Photograph include a series taken at a village nearby Tomur Glacier (“Iron Mountain” in Uygur), also known as China’s No.1 Glacier. Tomur Glacier is located in the Tian Shan Mountains (“Heavenly Mountains”), 120km south west of Urumqi, the capital of Xinjiang Autonomous Region, China. Tomur Glacier covers an area of 1.8km² in the headwaters of the Urumqi River. Peak altitude is 7,435.29m ASL. I experiences altitude sickness visiting this site. This region has a fascinating cultural mix as it shares a common border with eight countries; Tajikistan, Kyrgyzstan, Kazakhstan, Russia, Mongolia, Afghanistan, Pakistan and India. The region has magnificent landscapes from the spectacular Tian Shan, Karakorum, Kunlun mountain ranges to the Gobi Desert extending into Mongolia. The ancient Silk Road trade route passed through this region linking China and the Middle East. The local villagers are Turkic-speaking Sunni Muslims belonging to the Uighur minority or [“Uighurs”] and live in yurts.

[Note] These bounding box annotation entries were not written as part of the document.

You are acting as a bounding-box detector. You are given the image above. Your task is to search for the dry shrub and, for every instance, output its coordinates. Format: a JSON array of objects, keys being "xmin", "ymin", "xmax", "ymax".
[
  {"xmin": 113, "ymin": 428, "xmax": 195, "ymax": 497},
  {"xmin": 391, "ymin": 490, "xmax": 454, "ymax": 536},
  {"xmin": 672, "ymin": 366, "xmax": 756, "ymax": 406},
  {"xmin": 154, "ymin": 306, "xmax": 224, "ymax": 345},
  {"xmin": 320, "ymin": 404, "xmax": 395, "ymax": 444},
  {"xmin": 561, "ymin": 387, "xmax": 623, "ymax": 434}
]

Shopkeeper Emin, is running a small tea-house deep in the Rose Valley [Güllüdere Valley], Cappadocia, Turkey. The shop is located in a pigeon house made from tuffaceous volcanic igneous rock and has been passed down to him from his grandfather. He proudly sat for this photograph and spoke fondly of his grandfather.
Other photographs include a 450 year old Hamam bath and working artisans along the main street of Manisa, Turkey, young cowboys in southern rural Argentina and locals relaxing on a late Sunday afternoon in the backstreets of Trinidad, Cuba.